The single most important factor in treatment success is timing. Children treated before they lose motor neurons see dramatically better outcomes than those treated after significant nerve damage has already occurred. This is why newborn screening has been so consequential: it identifies affected babies before symptoms appear, creating a window for early intervention.
Respiratory and Nutritional Support
Even with disease-modifying treatment, many children with SMA type 1 need respiratory support. Weakness in the chest wall muscles leads to shallow breathing, poor cough, and difficulty clearing mucus from the airways. Noninvasive ventilation, typically a mask that delivers pressurized air during sleep, is often introduced when nighttime breathing becomes inadequate. Caregivers are trained in cough-assist techniques to help clear secretions when respiratory muscle strength drops below half of what’s expected.
Feeding is the other major area of supportive care. Weakness in the swallowing muscles raises the risk of aspiration, where food or liquid enters the airway instead of the stomach. Aspiration pneumonia is a serious and potentially fatal complication. Early strategies include thickening liquids and adjusting food textures, but many children with SMA type 1 ultimately benefit from a gastrostomy tube (G-tube) placed surgically through the abdominal wall directly into the stomach. This ensures adequate nutrition while reducing aspiration risk. If gastroesophageal reflux is also present, a procedure to tighten the junction between the esophagus and stomach may be performed at the same time.

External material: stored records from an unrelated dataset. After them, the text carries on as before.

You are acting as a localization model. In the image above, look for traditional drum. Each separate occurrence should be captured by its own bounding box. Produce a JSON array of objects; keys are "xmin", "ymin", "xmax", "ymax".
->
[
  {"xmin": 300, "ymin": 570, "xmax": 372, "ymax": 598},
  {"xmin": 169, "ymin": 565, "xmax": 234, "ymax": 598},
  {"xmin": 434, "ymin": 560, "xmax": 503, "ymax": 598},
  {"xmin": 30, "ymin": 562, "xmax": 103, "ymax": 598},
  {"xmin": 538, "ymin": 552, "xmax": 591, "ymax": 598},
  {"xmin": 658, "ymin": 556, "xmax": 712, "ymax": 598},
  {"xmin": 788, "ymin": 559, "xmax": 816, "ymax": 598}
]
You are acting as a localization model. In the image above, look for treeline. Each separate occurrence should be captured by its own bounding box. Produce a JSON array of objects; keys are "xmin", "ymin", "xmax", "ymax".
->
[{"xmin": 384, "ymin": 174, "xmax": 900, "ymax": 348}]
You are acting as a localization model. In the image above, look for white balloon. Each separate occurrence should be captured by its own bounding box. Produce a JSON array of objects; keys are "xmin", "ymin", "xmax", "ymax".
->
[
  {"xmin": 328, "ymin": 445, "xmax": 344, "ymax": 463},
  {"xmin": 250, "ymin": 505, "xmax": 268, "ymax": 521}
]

Optimal care for SMA type 1 involves a coordinated team of neurologists, pulmonologists, physical therapists, nutritionists, and home ventilation specialists. The complexity of this care is significant, and families often work with a specialized neuromuscular center to coordinate it.
What Outcomes Look Like Now
The natural history of SMA type 1 without treatment is severe. Most untreated children never sit independently, and respiratory failure historically occurred within the first two years of life. That picture has shifted substantially with current therapies. Many treated children achieve motor milestones that were previously impossible for this form of SMA, including head control, assisted sitting, and in some cases independent sitting.
Outcomes vary widely depending on the number of SMN2 copies, how much motor neuron damage occurred before treatment started, and which therapy was used. Children identified through newborn screening and treated in the first weeks of life consistently show the strongest responses. Some of these pre-symptomatically treated children develop near-normal motor function, though long-term data beyond several years is still accumulating as these therapies are relatively new.
SMA type 1 remains a serious condition that requires lifelong medical management. But for families receiving this diagnosis today, the landscape is vastly different from what it was even a decade ago.